In her dark room, sitting in a corner under the light of her kerosene lamp, Emily read her Bible. I could hear her voice through the walls. I was sure she was finishing the part in Exodus she had wanted to read at breakfast before Mamma cut her off.
"'. . . and the hail smote every herb of the field, and brake every tree of the field . . .'"
I cried myself into a stupor under the sound of the scissors.
When Louella finished, I crawled into bed, curled myself into a ball and buried my face in the blanket. I didn't want to look at myself or have anyone look at me, even for a moment. Louella tried to comfort me, but I shook my head and moaned.
"I just want to close my eyes, Louella, and pretend it didn't happen."
She left and then, finally, after the guests went home, Mamma came up to see me.

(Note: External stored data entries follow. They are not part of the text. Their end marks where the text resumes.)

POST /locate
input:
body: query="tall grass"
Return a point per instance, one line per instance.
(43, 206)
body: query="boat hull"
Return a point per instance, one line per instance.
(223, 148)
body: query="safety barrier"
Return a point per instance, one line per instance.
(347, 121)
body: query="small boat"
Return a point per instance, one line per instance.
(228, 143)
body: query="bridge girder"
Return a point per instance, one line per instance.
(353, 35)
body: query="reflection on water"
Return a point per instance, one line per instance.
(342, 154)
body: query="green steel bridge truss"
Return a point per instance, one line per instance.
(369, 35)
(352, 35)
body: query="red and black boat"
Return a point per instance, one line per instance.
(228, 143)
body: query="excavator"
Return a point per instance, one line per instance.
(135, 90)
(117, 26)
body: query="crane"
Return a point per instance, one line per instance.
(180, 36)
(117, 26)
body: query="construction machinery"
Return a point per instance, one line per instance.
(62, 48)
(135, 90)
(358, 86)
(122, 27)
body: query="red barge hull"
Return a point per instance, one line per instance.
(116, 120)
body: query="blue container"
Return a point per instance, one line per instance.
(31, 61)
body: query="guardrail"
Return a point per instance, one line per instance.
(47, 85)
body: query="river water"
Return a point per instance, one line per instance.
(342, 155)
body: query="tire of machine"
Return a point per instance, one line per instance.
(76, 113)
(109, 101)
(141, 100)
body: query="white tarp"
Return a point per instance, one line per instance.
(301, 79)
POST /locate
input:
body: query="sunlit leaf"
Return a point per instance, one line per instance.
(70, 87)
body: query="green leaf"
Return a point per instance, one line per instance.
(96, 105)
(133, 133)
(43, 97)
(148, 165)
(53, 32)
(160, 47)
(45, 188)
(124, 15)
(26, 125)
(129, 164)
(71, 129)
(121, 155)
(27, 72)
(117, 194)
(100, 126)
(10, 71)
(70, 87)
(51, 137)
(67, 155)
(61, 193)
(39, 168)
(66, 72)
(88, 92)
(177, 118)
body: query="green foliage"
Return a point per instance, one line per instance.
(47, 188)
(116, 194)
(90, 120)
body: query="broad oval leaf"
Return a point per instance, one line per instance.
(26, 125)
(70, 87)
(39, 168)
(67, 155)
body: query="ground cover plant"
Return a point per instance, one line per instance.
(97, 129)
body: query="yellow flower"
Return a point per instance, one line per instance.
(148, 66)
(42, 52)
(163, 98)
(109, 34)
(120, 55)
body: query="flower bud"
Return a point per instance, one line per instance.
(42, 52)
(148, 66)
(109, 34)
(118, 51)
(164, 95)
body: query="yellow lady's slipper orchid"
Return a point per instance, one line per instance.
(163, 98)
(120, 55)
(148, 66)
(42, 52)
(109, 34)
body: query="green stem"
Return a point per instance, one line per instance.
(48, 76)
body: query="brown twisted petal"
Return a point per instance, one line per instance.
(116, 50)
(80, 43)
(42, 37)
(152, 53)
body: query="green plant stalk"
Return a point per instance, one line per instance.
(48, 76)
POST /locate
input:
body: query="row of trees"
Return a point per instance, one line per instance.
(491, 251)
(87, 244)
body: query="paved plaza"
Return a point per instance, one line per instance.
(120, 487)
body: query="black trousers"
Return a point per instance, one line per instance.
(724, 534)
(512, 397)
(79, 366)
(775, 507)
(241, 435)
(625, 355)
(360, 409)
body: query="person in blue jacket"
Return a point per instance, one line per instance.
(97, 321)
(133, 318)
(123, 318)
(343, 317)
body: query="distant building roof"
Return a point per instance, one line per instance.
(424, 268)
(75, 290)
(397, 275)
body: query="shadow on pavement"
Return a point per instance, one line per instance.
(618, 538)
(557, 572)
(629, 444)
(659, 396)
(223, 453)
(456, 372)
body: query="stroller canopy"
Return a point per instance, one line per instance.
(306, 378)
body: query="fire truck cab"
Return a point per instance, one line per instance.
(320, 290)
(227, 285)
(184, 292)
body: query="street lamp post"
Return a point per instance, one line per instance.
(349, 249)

"Oh Mamma!" I cried, sitting up and throwing the blanket away from myself as soon as she stepped into my room. "Look! Look what she did to me!"

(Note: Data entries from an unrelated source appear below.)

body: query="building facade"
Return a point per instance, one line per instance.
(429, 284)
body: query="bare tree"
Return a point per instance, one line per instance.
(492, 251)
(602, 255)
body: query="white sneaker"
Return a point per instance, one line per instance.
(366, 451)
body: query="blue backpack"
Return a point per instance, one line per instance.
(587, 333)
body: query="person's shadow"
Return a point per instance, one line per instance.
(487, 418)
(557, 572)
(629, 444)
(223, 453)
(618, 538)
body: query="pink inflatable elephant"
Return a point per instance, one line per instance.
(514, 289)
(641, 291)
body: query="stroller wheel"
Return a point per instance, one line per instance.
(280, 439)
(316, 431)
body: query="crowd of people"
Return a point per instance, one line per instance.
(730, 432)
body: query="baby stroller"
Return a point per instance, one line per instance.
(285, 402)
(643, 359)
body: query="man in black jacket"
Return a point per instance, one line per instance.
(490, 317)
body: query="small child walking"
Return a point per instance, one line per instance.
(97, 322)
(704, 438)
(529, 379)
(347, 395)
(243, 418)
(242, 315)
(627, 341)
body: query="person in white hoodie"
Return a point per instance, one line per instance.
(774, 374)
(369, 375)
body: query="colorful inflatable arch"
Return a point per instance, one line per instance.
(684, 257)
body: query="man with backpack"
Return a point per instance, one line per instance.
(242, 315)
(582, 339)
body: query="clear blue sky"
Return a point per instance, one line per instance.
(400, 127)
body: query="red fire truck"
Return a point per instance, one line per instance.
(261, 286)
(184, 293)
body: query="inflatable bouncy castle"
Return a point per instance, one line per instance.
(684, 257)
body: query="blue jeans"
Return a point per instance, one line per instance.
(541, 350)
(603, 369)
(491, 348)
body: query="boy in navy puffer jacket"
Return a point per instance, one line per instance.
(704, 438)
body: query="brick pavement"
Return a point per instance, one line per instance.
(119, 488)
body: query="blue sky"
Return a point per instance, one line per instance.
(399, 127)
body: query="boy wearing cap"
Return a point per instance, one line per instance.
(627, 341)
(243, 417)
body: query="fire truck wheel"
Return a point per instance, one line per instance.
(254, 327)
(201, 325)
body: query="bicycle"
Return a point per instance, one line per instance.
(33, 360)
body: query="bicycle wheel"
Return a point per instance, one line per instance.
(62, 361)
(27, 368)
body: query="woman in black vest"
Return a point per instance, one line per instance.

"Who, Louella? But I thought . . ."
"No, Mamma, not Louella." My chest heaved. I swallowed and ground the hot tears out of my eyes with my hands. "Emily," I said. "Emily did this!"
"Emily?" Mamma smiled. "I'm afraid I don't understand, honey. How could Emily . . ."
"She hid Eugenia's wheelchair in the toolshed. She found a skunk in one of Henry's traps and kept it under a blanket. She told me to go to the toolshed. She said Henry put it there, Mamma. When I went in, she threw the skunk into the shed and locked me in the shed with it. She put a stick up against the door. She's a monster!"
"Emily? Oh no, I can't believe . . ."
"She did, Mamma, she did," I insisted, pounding my legs with my fists. I hit myself so hard that Mamma's face changed from disbelief to shock before she took a deep breath, pressed her hand to her chest and shook her head.
"Why would Emily do such a thing?"
"Because she's horrible! And she's jealous. She wishes she had friends. She wishes . . ." I stopped before I had said too much.
Mamma stared at me a moment and then smiled.
"It's got to be some sort of misunderstanding, some tragic combination of events," Mamma decided. "My children don't do such things to each other, especially Emily. Why, she's so devout, she makes the minister question his own actions," Mamma added, smiling. "Everyone tells me so."
"Mamma, she thinks she's doing good things whenever she does something that hurts me. She thinks she's right. Go ask her. Go on!" I screamed.
"Now, Lillian, you must not yell. If the Captain should come home and hear you . . ."
"Look at me! Look at my hair!" I pulled on the roughly cut strands until it was painful.
Mamma's face softened.
"I'm sorry about your hair, honey. I really am. But," she said, smiling, "you'll wear a nice bonnet and I'll give you some of my silk scarves and . . ."
"Mamma, I can't walk around with a scarf on my head all day long, especially in school. The teacher won't allow it and—"
"Of course, you can, dear. Miss Walker will understand, I'm sure." She smiled again and sniffed the air between us. "I don't smell a thing. Louella's done a fine job. You'd never know anything bad happened."
"You'd never know?" I pressed my palms against my shortened hair. "How can you say that? Look at me. You remember how beautiful my hair was, how you liked to brush it for me."
"The worst is over, dear," Mamma replied. "I'll see to it that you get my scarves. Now you just rest, dear," she said, and turned to leave.
"Mamma! Aren't you going to say anything to Emily? Aren't you going to tell Papa what she did to me?" I asked tearfully. How could she not see how awful this was? What if it had happened to her? She was just as proud of her hair as I had been of mine. Didn't she spend hours and hours brushing it and wasn't she the one who told me I had to care for it and nurture it? Hers was like spun gold and mine was now like the stems of sliced flowers, jagged and stiff.
"Oh, why prolong the agony and make everyone in the house suffer, Lillian? What's done is done. I'm sure it was just one of those unfortunate little accidents. It happened and it's finished."
"It wasn't an accident. Emily did it! I hate her, Mamma. I hate her!" I felt my face flush with anger. Mamma stared at me and then shook her head.
"Of course you don't hate her. We can't have anyone hating anyone in this house. The Captain wouldn't stand for it," Mamma said as if she were constructing one of her romance novels and could simply rewrite or cross out the ugly and the sad things. "Now let me tell you about my party."